Per avere fiducia su un calo sostenibile dell’inflazione verso il target del 2 per cento “ci vorrà probabilmente più tempo”, afferma il presidente della Fed. Powell da tempo segnala che la banca centrale sarà pronta a tagliare i tassi quando avrà maggiore fiducia su un calo dell’inflazione. Le sue parole sembrano indicare che la Fed manterrà i tassi alti per un periodo più lungo delle attese alla luce di una persistente inflazione.

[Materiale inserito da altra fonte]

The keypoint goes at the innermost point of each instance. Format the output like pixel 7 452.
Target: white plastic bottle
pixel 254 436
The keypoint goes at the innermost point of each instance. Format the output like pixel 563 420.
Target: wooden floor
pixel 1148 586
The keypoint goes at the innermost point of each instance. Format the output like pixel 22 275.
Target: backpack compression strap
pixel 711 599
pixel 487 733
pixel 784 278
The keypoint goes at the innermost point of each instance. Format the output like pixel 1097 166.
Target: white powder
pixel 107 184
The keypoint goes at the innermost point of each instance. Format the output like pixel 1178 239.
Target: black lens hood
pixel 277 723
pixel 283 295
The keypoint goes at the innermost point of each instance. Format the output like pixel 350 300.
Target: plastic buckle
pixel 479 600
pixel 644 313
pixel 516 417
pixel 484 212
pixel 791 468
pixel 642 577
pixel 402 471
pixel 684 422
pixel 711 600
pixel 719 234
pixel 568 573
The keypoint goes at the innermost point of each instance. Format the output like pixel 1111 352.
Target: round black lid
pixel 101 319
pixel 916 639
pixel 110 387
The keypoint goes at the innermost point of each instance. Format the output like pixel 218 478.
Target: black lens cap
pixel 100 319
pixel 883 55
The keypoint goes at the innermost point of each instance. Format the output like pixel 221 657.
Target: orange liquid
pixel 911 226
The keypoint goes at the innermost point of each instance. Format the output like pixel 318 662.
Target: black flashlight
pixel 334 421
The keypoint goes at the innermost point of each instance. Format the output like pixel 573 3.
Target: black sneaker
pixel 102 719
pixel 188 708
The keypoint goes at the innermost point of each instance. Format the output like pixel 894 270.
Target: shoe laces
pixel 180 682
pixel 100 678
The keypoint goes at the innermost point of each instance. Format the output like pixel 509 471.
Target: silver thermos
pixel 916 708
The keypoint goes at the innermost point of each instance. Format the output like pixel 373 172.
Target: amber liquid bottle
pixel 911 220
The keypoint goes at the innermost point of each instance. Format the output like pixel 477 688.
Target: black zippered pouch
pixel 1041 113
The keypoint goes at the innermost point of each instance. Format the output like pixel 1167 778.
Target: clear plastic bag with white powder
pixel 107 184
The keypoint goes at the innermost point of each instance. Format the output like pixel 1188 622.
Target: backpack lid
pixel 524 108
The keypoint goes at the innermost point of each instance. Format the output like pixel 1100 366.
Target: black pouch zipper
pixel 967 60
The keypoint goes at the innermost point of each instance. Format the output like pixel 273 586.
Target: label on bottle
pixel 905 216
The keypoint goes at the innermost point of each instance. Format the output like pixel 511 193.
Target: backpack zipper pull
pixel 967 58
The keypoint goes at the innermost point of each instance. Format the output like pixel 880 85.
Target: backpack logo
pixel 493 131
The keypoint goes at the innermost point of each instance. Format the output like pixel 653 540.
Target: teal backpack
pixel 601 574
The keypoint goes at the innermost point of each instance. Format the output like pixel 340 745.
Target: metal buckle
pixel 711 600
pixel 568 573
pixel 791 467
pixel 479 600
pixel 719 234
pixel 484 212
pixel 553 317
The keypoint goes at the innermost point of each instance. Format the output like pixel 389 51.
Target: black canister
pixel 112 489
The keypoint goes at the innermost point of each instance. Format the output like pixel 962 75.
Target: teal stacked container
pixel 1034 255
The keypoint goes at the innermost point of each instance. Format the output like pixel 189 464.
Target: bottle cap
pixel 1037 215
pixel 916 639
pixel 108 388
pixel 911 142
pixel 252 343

L’inflazione stabile nell’ultimo trimestre “ha introdotto una nuova incertezza su quando e se la Fed avrà la possibilità di abbassare i tassi d’interesse più tardi nel corso dell’anno”, ha detto Jerome Powell, parlando a un forum economico.
La scorsa settimana la Bce (che storicamente si è sempre allineata alle decisione della banca centrale statunitense) aveva mantenuto i tassi invariati, anche se l’appuntamento con la sforbiciata dovrebbe essere solo rinviato al mese di giugno. A questo punto la domanda è: il disallineamento tra la politica monetaria della prima economia al mondo e quella dell’Eurozona quali effetti macroeconomici produrrà?
Lo scenario che si va delineando è di un’inflazione che difficilmente rientrerà stabilmente sotto al 2% (soprattutto in Europa) e con tassi di interesse che ci impiegheranno probabilmente anni a tornare su livelli più bassi di quelli attuali. Sembra lontano un secolo quando, pochi anni fa, gli economisti si struggevano per il fatto di non comprendere perché l’indice dei prezzi al consumo fosse così disperatamente basso. Erano gli anni dei tassi di interesse intorno allo zero e in alcuni casi negativi.